CS代考 # C Static Analyzer

# C Static Analyzer

The goal of this homework is to implement a static analyzer that detects potentially vulnerable data flows from source points
to sink points (so called taint analysis) in C programs.

Copyright By PowCoder代写 加微信 powcoder

Students will write the following functions in [src/analyzer.ml](src/analyzer.ml) based on the definitions in the lecture slides:

1. the function `extract` using `extract_*` (e.g., `extract_cedge`, `extract_def`, ..) that extract initial facts.
2. the functions `derive_*` (e.g., `derive_kill`, `derive_path`, ..) that derive inductive facts.
3. the function `solve` that computes the fixed point.

In short, replace all `failwith “Not implemented”` with your own implementation.
You assume that input programs are always **syntactically** valid.

Notice that students are not permitted to change directory structures and types of the functions.
All the functions you implement must have the same types as described in the module signatures.
However, students are allowed to change `let` to `let rec` if needed.

This homework assumes that students set up the OCaml environment following the same instructions in the previous homework.
After running make under the root directory of this repository, you can run the analyzer with the provided C programs:

“`console
# run the analyzer
$ ./analyzer test/example1.c

The command line argument specifies the input file path.
Once you complete the implementation, the following output will be printed:

“`console
$ ./analyzer test/example1.c
Potential Error @ example1.c:4 (example1.c:5)

Each line reports a potentially vulnerable source and sink point at a certain source code location
denoted by [file]:[source_line] ([file]:[sink_line]).

## Instructions

### 1. Working with Control-flow Graph

The analyzer converts a C source file into a control-flow graph using function `of_cfile` in [src/CFG.ml](src/CFG.ml).
In the graph representation of a program, each node has a unique ID (label) and is associated with
a command (module `Command` in [src/CFG.ml](src/CFG.ml)).
Note that the IDs do not necessarily correspond to the line numbers in the C source code.

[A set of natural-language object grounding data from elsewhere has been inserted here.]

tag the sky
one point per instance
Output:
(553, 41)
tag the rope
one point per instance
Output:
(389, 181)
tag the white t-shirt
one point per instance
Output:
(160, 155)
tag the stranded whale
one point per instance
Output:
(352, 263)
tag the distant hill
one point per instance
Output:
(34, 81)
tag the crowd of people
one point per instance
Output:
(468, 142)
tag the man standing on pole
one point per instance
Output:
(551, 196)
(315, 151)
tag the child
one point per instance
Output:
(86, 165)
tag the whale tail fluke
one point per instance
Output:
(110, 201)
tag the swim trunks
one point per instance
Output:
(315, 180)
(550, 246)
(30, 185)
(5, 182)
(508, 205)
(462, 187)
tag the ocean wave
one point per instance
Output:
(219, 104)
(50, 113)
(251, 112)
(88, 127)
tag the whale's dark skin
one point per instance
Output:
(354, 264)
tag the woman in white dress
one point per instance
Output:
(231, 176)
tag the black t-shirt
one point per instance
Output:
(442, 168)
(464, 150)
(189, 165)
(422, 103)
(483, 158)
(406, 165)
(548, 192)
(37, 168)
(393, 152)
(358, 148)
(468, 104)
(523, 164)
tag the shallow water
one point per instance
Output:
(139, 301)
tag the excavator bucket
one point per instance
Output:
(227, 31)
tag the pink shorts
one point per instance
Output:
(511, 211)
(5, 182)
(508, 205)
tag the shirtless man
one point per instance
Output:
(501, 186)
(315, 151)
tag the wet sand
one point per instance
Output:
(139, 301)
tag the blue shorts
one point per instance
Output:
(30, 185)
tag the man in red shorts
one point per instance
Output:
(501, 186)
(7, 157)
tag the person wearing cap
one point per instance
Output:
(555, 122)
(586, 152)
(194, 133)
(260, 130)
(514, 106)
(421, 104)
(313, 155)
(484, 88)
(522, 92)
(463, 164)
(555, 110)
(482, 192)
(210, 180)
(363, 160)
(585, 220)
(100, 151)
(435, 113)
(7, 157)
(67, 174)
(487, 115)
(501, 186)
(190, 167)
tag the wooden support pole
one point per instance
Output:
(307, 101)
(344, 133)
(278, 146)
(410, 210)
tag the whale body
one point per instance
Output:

Here are the descriptions of each command (interchangably, node):

– `Assign (l, v, e)`: The command `l` assigns an expression `e` to variable `v`.
– `Source (l, v)`: The command `l` gets user input by calling the `source` function (declared in [test/homework.h](test/homework.h)) and assign the value to variable `v`. Then, the variable `v` has a tainted value.
– `Sanitizer (l, v, e)`: The command `l` sanitizes the expression `e` by calling the `sanitizer` function and assigns the sanitized value to variable `v`.
Then, the value of `v` is not tainted anymore.
– `Sink (l, e)`: The command `l` calls the `sink` function with an expression `e` as an argument.
If `e` contains any tainted value, the analyzer reports this function call as a potentially vulnerable point.
– `Branch l`: The command `l` is the beginning of the branching out control-flows. For simplicity, we ignore the branch condition.
– `Skip l`: The command `l` is considered to be a no-op. All the other commands except for the above will be represented as `Skip` such as `return`.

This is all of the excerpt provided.